Recently a new annotation of the Arabidopsis thaliana genes, Araport11, is added to Arabidopsis thaliana gene annotations data library on Galaxy-qld. The dataset was imported from ARAPORT, and modified for compatibility with the existing Arabidopsis assemblies. This post provides an overview of A. thaliana resources on Galaxy-qld.

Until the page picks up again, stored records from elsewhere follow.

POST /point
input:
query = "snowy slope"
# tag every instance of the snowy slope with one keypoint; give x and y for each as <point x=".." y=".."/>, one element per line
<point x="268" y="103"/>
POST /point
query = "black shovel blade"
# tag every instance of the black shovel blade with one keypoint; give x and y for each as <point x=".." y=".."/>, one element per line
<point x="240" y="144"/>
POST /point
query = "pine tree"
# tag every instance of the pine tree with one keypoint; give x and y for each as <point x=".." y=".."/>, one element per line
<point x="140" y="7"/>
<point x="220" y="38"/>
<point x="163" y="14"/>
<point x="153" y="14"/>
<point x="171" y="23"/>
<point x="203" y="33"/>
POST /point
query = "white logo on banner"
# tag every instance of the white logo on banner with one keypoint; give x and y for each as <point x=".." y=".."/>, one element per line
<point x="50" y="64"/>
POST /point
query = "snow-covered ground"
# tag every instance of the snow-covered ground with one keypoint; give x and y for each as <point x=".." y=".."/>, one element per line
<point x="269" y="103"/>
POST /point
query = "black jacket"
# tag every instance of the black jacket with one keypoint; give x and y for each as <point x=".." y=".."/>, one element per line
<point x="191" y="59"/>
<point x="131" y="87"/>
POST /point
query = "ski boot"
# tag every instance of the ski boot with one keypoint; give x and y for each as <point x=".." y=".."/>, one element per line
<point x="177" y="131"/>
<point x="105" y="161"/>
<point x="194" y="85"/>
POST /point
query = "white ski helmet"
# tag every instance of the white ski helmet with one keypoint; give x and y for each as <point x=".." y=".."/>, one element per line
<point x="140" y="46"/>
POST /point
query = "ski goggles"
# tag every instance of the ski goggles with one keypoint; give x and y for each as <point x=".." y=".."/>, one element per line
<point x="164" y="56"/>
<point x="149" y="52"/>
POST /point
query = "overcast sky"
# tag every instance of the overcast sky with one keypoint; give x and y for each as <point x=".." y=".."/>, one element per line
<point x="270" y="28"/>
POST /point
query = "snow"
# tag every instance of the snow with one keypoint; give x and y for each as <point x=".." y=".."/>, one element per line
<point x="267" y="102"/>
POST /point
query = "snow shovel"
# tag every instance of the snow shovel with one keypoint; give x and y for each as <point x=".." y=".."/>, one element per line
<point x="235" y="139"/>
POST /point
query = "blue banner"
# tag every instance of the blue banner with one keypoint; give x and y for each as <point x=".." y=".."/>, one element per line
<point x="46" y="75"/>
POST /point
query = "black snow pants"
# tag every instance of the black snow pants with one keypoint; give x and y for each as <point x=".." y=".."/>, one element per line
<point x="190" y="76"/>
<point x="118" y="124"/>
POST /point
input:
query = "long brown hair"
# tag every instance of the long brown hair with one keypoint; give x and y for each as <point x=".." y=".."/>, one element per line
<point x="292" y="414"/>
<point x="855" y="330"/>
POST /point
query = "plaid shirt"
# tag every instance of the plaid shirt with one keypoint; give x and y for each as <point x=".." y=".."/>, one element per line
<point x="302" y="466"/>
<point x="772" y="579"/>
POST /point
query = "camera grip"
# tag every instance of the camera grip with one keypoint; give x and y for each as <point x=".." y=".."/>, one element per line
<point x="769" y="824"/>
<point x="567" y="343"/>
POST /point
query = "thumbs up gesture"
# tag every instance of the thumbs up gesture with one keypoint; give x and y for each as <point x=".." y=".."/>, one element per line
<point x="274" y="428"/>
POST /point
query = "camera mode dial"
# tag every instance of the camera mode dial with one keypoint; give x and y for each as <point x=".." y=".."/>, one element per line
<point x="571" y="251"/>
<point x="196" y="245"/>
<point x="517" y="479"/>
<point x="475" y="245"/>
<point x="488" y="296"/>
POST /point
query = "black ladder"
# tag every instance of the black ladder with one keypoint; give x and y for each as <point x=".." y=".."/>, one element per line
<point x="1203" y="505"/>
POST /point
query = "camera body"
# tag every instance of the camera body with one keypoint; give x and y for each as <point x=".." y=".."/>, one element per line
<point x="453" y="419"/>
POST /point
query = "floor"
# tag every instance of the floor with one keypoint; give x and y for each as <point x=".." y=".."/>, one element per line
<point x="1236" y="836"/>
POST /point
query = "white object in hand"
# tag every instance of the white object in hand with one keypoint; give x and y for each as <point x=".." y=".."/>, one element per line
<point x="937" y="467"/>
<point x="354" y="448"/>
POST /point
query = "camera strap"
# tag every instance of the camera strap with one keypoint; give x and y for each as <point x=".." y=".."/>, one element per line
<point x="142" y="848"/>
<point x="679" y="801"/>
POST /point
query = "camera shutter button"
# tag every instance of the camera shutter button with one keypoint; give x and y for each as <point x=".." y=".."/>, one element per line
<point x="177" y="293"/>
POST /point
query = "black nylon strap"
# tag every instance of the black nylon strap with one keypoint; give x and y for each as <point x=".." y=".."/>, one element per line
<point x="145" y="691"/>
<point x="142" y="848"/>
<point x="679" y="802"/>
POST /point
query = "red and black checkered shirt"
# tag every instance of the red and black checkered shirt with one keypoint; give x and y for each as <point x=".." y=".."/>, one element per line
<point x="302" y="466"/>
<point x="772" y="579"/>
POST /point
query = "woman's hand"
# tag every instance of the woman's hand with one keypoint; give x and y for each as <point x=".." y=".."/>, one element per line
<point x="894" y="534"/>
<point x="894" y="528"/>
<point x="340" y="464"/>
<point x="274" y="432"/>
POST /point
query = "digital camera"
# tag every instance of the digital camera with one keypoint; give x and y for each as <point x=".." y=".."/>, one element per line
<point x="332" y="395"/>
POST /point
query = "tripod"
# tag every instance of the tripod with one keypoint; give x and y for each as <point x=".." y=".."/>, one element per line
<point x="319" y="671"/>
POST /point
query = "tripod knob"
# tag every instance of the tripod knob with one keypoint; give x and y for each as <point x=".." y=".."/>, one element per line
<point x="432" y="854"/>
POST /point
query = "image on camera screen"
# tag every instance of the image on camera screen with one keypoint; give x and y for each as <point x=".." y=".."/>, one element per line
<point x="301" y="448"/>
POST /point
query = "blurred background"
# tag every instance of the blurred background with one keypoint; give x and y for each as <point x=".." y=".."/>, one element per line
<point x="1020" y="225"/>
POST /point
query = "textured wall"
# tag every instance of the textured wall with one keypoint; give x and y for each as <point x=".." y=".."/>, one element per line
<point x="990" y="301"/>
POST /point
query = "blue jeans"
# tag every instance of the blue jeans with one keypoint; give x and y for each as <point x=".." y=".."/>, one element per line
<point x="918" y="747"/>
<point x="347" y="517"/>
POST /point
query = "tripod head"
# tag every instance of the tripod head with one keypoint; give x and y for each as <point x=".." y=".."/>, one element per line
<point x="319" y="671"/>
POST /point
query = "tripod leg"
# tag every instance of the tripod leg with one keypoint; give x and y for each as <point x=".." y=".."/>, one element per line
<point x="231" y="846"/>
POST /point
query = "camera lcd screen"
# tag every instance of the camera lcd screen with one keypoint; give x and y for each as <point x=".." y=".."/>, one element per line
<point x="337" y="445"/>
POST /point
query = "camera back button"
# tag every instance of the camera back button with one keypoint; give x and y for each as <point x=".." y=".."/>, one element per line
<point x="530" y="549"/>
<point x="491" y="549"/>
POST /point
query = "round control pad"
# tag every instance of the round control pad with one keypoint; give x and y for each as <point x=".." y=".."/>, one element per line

The very first version of Galaxy-qld had TAIR9 assembly represented by five chromosomes, with the following contig names: chr1, chr2, chr3, chr4 and chr5. It does not have the mitochondrial and/or chloroplast genomes.
Later on request from our users we added the TAIR10 gene annotation into Arabidopsis thaliana gene annotations data library. This annotation includes genes from Mt and Pt. It uses just numbers (1, 2, 3, 4, 5) for chromosome names. The TAIR10 genomic sequence is identical to TAIR9 (link). To provide our users with greater flexibility we added TAIR10 aligner indices to Galaxy-qld. TAIR10 assembly contains the following contigs: 1, 2, 3, 4, 5, Mt and Pt.
The Araport11 gene annotation is based on TAIR10 genome assembly (link) which is identical to the TAIR9 assembly. The original annotation comes with the following contig names: Chr1, Chr2, Chr3, Chr4, Chr5, ChrC, ChrM. [no comments on standard nomenclature here] To make the Araport11 annotation compatible with the TAIR9 assembly available on Galaxy-qld we replaced ‘Chr’ with ‘chr’. To make it compatible with the TAIR10, we removed ‘Chr’ from the contig names, replaced ChrC and ChrM with Pt and Mt, respectively, and sorted records in the same order as in the TAIR10 assembly: 1, 2, 3, 4, 5, Mt, Pt. The modified annotation is available in Arabidopsis thaliana gene annotations data library under Araport11_GFF3_genes_transposons.201606.modified.gtf name.